En 2005, William O., un militaire britannique, subit une dévitalisation dentaire qui l'empêche de garder des souvenirs pendant plus de 90 minutes. Ce cas étonnant a été décrit dans le journal Neurocase et a suscité l'intérêt de la communauté médicale.

Ce qu'il faut retenir

  • William O. a perdu sa capacité à garder des souvenirs après une dévitalisation dentaire en 2005.
  • Il est incapable de garder des souvenirs pendant plus de 90 minutes.
  • Les médecins n'ont pas pu trouver de cause pour expliquer ce trouble.
  • Le cas de William O. a été présenté dans le journal Neurocase.

Le 14 mars 2005, William O. se rend chez son dentiste pour une dévitalisation.
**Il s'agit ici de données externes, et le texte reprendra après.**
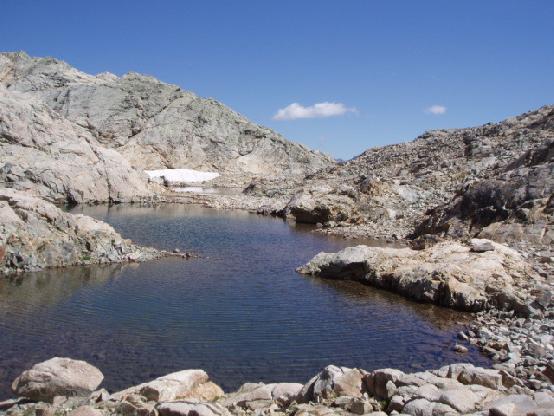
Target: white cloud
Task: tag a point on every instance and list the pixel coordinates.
(318, 110)
(436, 110)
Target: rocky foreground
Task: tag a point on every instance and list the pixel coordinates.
(62, 386)
(35, 234)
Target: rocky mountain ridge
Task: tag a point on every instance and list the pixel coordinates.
(154, 125)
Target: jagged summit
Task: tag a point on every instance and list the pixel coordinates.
(154, 124)
(71, 136)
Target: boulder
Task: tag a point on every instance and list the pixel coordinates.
(85, 411)
(57, 377)
(281, 393)
(448, 273)
(479, 245)
(36, 234)
(186, 384)
(376, 382)
(184, 408)
(332, 382)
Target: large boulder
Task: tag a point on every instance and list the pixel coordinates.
(35, 234)
(185, 384)
(332, 382)
(60, 160)
(183, 408)
(252, 395)
(448, 274)
(57, 377)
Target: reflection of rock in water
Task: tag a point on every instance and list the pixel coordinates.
(28, 291)
(441, 318)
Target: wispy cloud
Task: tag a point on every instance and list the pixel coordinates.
(436, 109)
(319, 110)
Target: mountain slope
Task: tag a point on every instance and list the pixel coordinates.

L'anesthésiant local est injecté, puis le dentiste commence à dévitaliser la dent. Tout se passe normalement jusqu'à ce que William O. se sente mal. Il est pâle et faible, et il n'arrive pas à se lever du siège. Le dentiste décide de lui donner du sucre et le met sous oxygène, mais son état ne s'améliore pas.

William O. est conduit aux urgences de l'hôpital le plus proche, où il reste trois jours. Les médecins craignent une hémorragie cérébrale, un effet secondaire possible après une anesthésie. Mais les examens d'imagerie cérébrale n'ont révélé aucune lésion cérébrale.

Quelques mois plus tard, la mémoire de William O. ne s'est pas améliorée. Il est incapable de garder des souvenirs pendant plus de 90 minutes. Chaque jour, il pense qu'il doit se rendre chez son dentiste. Le psychologue Dr. Gerald Burgees a déclaré que « il pourrait s'agir d'une prédisposition génétique qui nécessite un élément déclencheur pour se manifester ». Le stress provoqué par le rendez-vous chez le dentiste aurait pu être l'élément déclencheur.

Et maintenant ?

Les médecins continuent d'étudier ce cas étonnant pour essayer de trouver une cause pour expliquer le trouble de William O. Le Dr. Burgees espère que son article paru dans Neurocase incitera d'autres psychologues à partager des expériences similaires et peut-être à élaborer de nouvelles pistes.

En attendant, le cas de William O. reste un mystère pour la communauté médicale. Mais il a suscité l'intérêt de la communauté médicale et a encouragé les chercheurs à poursuivre leur recherche pour essayer de comprendre les causes de ce trouble.